Angle Problems in Fluid Power Applications

How to Calculate a Friction Load...

Figure 1 - Horizontal Friction... Frictional resistance depends on the coefficient of friction between the mating surfaces. Coefficients for various materials are shown in machinery handbooks. For example, steel running on cast iron, lubricated, has a coefficient of 0.2. In this figure, using this coefficient with a load weight of 4500 lbs., friction in a horizontal direction is 4500 x 0.2 = 900 lbs.

Figure 2 - Friction on Inclined Plane... If the load is sliding at an angle with the horizontal, use cosine of angle as a multiplier. Using a coefficient of friction 0. 2, friction of a 4500 lb. load on a 40° incline is 4500 x 0. 2 x 0.766 (cos 40°) = 689 lbs.

Figure 3 - Additional cylinder force is required if cylinder is not pushing directly into load. Downward acting cylinder increases friction of the load.

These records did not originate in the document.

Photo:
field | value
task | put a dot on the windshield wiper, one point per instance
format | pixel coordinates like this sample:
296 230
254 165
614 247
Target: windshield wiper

If the cylinder axis is not parallel to direction of load movement, more force is required than if it were pushing straight on. When it is pushing at a downward angle, its force will actually create additional friction. The problem is to calculate the cylinder force required.

Space does not permit showing the mathematical solution, which involves tangents and sines of the angles involved. This can be found in an engineering book on mechanics. Our simplified solution is the table of multipliers, which are to be multiplied times the weight of the load according to the coefficient of friction and the angle which the cylinder makes with the load. This table has been mathematically calculated for the range of conditions shown and may be used directly.

Trig Table
3-Place sines and cosines for problems on this sheet. Refer to mathematical reference book for values not in this table.

Figure 4 - Angle of Repose.

As the angle of incline is increased, friction between the load weight and the inclined plane will prevent the weight from sliding downhill until the angle of repose is reached. The coefficient of friction between the two mating surfaces is equal to the tangent of the angle of repose.

To experimentally find the coefficient of friction between a load weight and sliding surface, raise one end of the incline until the weight just starts to slide. Measure the angle. Look up the tangent of the angle in a trig table. This is the coefficient of friction between these two surfaces.

Example: Suppose the incline can be raised to a 30° angle before the weight starts to slide. The tangent of 30° is .577 and this is the coefficient of friction between these two materials.

Figure 5 - Load on an Inclined Plane.

Cylinder and load axes are in line but load is moving on an upward incline. The cylinder must provide enough force to raise the load to a higher elevation against the force of gravity. If the cylinder were mounted in a vertical position, a force of a little over 5000 lbs. would be needed to lift a 5000 lb. load weight. But with the cylinder inclined as in the illustration, the same 5000 lb. load can be lifted with a smaller cylinder force because of mechanical advantage which is similar to a wedging action.

Example: Find cylinder force (neglecting friction) to push a 5000 lb. weight up a 28° incline.
Solution: Use angle sines as multipliers. Cyl. force = 5000 x .469 (sine of 28°) = 2345 lbs.

If there is high friction between load and incline, calculate additional force from cylinder to overcome friction. See opposite side of this sheet.
If rapid acceleration of a massive load is required, calculate extra cylinder force required using information in Issue No. 4 of these data sheets.

Figure 6 - Cylinder Operating a Rotating Lever.

Cylinder force, F, is horizontal in this figure. Only that portion, T, which is at right angles to the lever axis is effective for turning the lever. The value of T varies with the acute angle "A" between the cylinder axis and the lever axis.

Example: A 4-inch bore cylinder working at 750 PSI will develop a 9420 lb. force (12.56 sq. in. area x 750 PSI). Effective force T when working at a 65° angle is: 9420 x .906 (sine of 65°) = 8535 lbs.

Figure 7 - Cylinder on a Crane.

Find the lifting capacity of this crane when its members are at the angles shown (capacity will vary as the beam of the crane raises and lowers).

A force, F = 15,000 lbs.,is produced by the cylinder and applied to a point 5 feet from the beam pivot. The angle between cylinder and beam axes is 30°. Force F2, the true torque force on the beam= 15,000 x .500 (sine of 30°) = 7500 lbs.

Through a 3:1 leverage action, 7500 lbs. at 5 feet from the pivot translates to 2500 lbs., F2, at a point 15 feet from the pivot .

To find the vertical lifting force when the beam is at a 45° angle with the ground, F2 must be divided by the sine of the angle with the beam axis and vertical: Lift = 2500 ÷ .707 (sine of 45°) = 3535 lbs.